SENATE BILL REPORT
2EHB 1926
As Reported By Senate Committee On:
Judiciary, February 26, 2004
Title: An act relating to expert witnesses in actions under chapter 7.70 RCW.
Brief Description: Limiting the use of expert witnesses.
Sponsors: Representatives Lantz, Clibborn, Moeller, Schual-Berke, Cody, Morrell, Rockefeller, Kirby, Lovick, Kenney, Linville, Veloria, Conway, Simpson, Sommers and Haigh.
Brief History:
Committee Activity: Judiciary: 4/2/03, 4/4/03 [DP]; 2/25/04, 2/26/04 [DP].
SENATE COMMITTEE ON JUDICIARY
Majority Report: Do pass.Signed by Senators McCaslin, Chair; Esser, Vice Chair; Hargrove, Haugen, Johnson, Kline, Roach and Thibaudeau.
Staff: Jinnah Rose-McFadden (786-7421)
Background: A health care provider may be held civilly liable for injuries to patients resulting
from health care services. A patient's claim must allege one of the following: (1) the patient's
injury resulted from a health care provider's failure to follow accepted standards of care, as
measured against reasonably prudent, similarly situated health care providers within the state; (2)
the health care provider promised the patient the injury would not occur; or (3) the patient did not
consent to the procedure causing the injury or was not properly informed about the facts of the
procedure.
Expert witnesses are generally required in a medical malpractice action to establish the standard
of care of a reasonably prudent health care provider and to prove whether the failure to exercise
that standard of care was the proximate cause of the patient's injury. Expert witnesses are not
required to establish a standard of care if the conduct in question is within the common
knowledge of the jury. For example, unintentionally leaving a foreign object in a patient after
surgery or amputating the wrong limb may not require expert testimony.
Courts have some discretion to limit the number of expert witnesses and, under Washington's
Rules of Civil Procedure, courts can reject witnesses who do not meet the standards of an expert.
Summary of Bill: A number of requirements and qualifications relating to expert witnesses in
medical malpractice actions are adopted.
Expert Qualifications: An expert in a medical malpractice action must meet the following
qualifications in order to testify at trial or execute a certificate of merit: (1) have expertise in the
medical condition at issue in the action; and (2) at the time of the incident, was either (a) engaged
in active practice in the same or similar area of practice or specialty as the defendant; or (b)
teaching in the same or similar area of practice or specialty as the defendant.
The court may waive the expert qualifications if the court finds that: (1) extensive efforts were
made to locate an expert meeting the qualifications, but none was willing and able to testify; and
(2) the proposed expert is qualified to be an expert by virtue of his or her training, experience, and
knowledge.
An expert opinion provided during the course of a medical malpractice action must be
corroborated by admissible evidence. Examples of admissible evidence include treatment or
practice protocols or guidelines, objective academic research, or clinical trials.
Number of Expert Witnesses: The number of expert witnesses allowed per side in a medical
malpractice action is limited to two per issue. However, in the event that multiple parties on the
same side of an action cannot agree on the experts to be called, the court must allow additional
experts upon a showing of good cause.
Pre-trial Expert Report: All parties to a medical malpractice action must file a pretrial expert
report that discloses the identity of all expert witnesses and states the nature of the testimony the
experts will present at trial. Further depositions of the experts are prohibited. The testimony
presented by an expert at trial is limited in nature to the opinions presented in the pre-trial report.
Certificate of Merit: In medical malpractice actions involving a claim of a breach of the standard
of care, the plaintiff must file a certificate of merit at the time of commencing the action. The
certificate of merit must state that, based on the information known at the time, there is a
reasonable probability that the defendant's conduct did not meet the required standard of care.

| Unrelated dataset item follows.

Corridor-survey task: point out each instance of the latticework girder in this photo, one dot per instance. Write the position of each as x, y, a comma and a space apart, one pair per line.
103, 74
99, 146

The certificate of merit must be executed by a health care provider who meets the expert witness
qualifications established in the act. Upon a showing of good cause, the court may grant up to
a 90-day extension for filing the certificate.
Appropriation: None.
Fiscal Note: Available.
Effective Date: Ninety days after adjournment of session in which bill is passed.
Testimony For: This bill will present immediate and significant cost savings to both plaintiffs and defendants. The greatest single cost in civil litigation is the cost of expert witnesses and depositions associated with expert witnesses. On average, each expert witness costs approximately $15,000. We know this bill will reduce costs because a similar scheme used in federal courts is working and has reduced costs.
Testimony Against: (Concerns): This bill is technically flawed. The title of the bill does not include the universe of medical malpractice claims. The title should include reference to wrongful death claims. This bill places burdens on defendants. Generally, in medical malpractice claims, there are several defending parties. By requiring defendants to make a good cause showing before they can hire more than two experts per issue, defendants are required to pay additional attorneys' fees and court costs.
Testified: PRO: Larry Shannon, WA State Trial Lawyers Association; CONCERNS: Cliff Webster, WA State Medical Association.